On the Blues’ first road trip of 2011-12, including stops in Dallas, San Jose, Anaheim and Los Angeles, the penalty-kill was a much different story. The Blues gave up a power-play goal in all four games on that trip, killing just 11 power-plays on 15 opportunities (73.3%).
In fact, at the time of the Ken Hitchcock hiring, the Blues were in 27th in the league in penalty-kill percentage (73.8%). They had even given up at least one power-play goal in 9 of their first 13 games.
Hitchcock inherited a poor penalty-kill along with the league’s worst power-play. At his first press conference, Hitchcock was asked when his power-play would start clicking. He gave a very Hitchcock-esque response.
It seems that Hitchcock used the same mentality for the penalty-kill.
In the new coach’s first 12 games behind the bench, the Blues killed 41 of 46 power-play opportunities successfully (89.1%). Overall, the Blues have killed 146 penalties out of 171 opportunities (85.4%). They have not given up a power-play goal since James Wisniewski’s first period buzzer-beater on February 14 in Columbus. They have killed 27 straight penalties in that time.
Hitchcock and the Blues’ penalty-kill are grabbing some praise from TSN, as they maintained their spot in the top-five in last week’s Power Rankings. The Blues check-in as the 3rd strongest team and the blurb in this installment was all about the penalty-kill’s amazing play:
They say that a team’s best penalty killer needs to be its goaltender and the Blues have killed 25-of-26 (96.2%) power plays against in the last nine games, which is really something considering Jaroslav Halak’s .838 shorthanded save percentage ranks in the bottom 10 among goaltender to start at least 10 games this season.
While the team’s numbers are obviously standing out, the mention of goaltender Jaroslav Halak’s shorthanded save percentage is a bit concerning.
Looking at the numbers, Halak ranks 31st in the league in shots-against (143), while Brian Elliott ranks 36th (125). That means that most starting goalies in the NHL are facing more shots while shorthanded than both Blues goaltenders.
The Blues are the 12th least shorthanded team in the league (213). They have become very disciplined and have given opposing teams a lot less opportunities to score with the extra man. This is a style that Halak should be used to; his last season in Montreal, the Canadiens faced just 311 power-plays, good for 16th in the NHL. In that season, Halak faced 223 shots while shorthanded. Obviously, he was facing a lot more rubber than he is in St. Louis.
This may be the source of the problem; a lot of goalies thrive off facing a lot of shots in a night. It keeps them focused and keeps them involved in every play.

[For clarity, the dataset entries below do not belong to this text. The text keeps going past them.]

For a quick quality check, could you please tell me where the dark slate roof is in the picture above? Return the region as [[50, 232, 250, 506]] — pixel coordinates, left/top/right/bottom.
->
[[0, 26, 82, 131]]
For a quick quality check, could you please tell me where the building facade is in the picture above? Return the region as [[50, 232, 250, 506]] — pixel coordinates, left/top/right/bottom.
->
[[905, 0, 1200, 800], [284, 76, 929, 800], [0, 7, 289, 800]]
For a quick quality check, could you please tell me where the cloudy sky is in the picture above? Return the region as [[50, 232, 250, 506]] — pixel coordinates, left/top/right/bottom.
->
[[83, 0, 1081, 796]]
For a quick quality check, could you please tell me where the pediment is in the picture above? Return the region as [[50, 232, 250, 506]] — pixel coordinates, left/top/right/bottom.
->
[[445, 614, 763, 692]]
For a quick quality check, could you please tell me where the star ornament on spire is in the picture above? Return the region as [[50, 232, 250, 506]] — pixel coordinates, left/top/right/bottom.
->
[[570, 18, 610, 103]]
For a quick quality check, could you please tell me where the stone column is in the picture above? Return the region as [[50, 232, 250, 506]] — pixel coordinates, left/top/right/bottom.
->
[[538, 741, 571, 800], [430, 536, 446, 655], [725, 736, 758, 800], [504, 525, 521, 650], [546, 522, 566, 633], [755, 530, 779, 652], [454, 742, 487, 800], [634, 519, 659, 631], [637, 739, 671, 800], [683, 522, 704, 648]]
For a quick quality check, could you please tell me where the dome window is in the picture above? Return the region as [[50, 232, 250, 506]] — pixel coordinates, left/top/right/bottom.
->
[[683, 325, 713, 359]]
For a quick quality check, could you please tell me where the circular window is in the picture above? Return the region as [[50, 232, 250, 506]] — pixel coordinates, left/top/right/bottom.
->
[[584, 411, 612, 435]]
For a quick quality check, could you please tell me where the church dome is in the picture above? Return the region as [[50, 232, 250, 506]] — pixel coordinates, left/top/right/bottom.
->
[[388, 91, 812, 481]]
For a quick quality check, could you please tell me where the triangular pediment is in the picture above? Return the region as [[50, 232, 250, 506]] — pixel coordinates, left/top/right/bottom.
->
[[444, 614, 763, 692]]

In no way am I suggesting that the Blues need to allow more shots on the penalty-kill. Halak just needs to find a way to keep the same focus and plan when facing a lower amount of shots.
Keep in mind that this team is still getting it done with a man down even though Halak’s numbers are not what you may expect. The penalty-kill has come a long way since the atrocities of October and November.
Strong special team units can drive a team in the latter part of the regular season. In the tough Western Conference, the Blues will need to keep their penalty-kill at a high level to stay in the hunt for a division championship.